Cyber Incident Victim: Southampton County

Southampton County, Virginia, identified a ransomware attack in September 2022 when an unauthorized actor accessed a county server and encrypted stored data. The county implemented immediate containment measures upon discovery and initiated an investigation to assess potential data compromise. Forensic analysis determined that personal information—including names, addresses, driver’s license numbers, and Social Security numbers—residing on the affected server was at risk of exposure. While no definitive evidence confirmed data exfiltration, the county proactively notified impacted individuals via mailed letters submitted to the Montana Attorney General’s office. These notifications, sent in November 2022, offered complimentary credit monitoring services as a precautionary measure. The compromised server contained archived county records, though specific departmental systems or operational infrastructure beyond this server were not detailed in public disclosures.
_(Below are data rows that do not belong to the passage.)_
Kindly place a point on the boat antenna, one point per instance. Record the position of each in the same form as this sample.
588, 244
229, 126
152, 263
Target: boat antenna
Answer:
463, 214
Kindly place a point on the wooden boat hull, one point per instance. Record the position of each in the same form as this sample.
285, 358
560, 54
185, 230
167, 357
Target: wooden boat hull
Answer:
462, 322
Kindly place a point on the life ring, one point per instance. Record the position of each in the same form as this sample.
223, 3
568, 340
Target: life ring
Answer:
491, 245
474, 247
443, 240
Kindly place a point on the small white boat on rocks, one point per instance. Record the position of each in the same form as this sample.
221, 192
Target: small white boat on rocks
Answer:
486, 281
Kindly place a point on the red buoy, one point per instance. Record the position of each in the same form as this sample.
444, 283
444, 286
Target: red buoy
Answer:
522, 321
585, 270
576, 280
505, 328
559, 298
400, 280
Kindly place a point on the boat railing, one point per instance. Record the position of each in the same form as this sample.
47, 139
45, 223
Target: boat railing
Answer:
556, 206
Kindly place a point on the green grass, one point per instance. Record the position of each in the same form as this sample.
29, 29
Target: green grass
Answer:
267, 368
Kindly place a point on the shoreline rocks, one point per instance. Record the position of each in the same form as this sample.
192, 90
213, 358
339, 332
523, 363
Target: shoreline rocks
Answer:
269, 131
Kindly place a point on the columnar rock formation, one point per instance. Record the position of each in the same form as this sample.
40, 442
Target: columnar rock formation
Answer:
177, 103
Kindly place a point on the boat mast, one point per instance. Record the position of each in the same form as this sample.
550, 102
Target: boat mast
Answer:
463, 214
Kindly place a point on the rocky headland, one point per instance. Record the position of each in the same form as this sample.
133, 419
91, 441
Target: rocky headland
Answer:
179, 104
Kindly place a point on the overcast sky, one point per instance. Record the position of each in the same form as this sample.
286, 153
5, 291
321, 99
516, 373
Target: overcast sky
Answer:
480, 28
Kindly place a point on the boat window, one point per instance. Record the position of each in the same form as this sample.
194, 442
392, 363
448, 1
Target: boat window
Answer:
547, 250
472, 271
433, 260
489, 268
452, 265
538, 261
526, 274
The LockBit 3.0 ransomware group claimed responsibility for the attack, advertising it on their Tor-based leak site in September 2022. Their post included screenshots displaying folder names allegedly stolen from county systems and featured two interactive options: a “destroy all information” button and a “download data at any moment” button, both priced at $90,000. Southampton County confirmed partial data theft after a single W-2 form appeared on dark web platforms, with attackers asserting broader exfiltration of sensitive data from the encrypted server. No evidence suggested additional leaks beyond this W-2 form at the time of public reporting. The county completed recovery efforts prior to the dark web disclosure but maintained ongoing monitoring for further data exposure.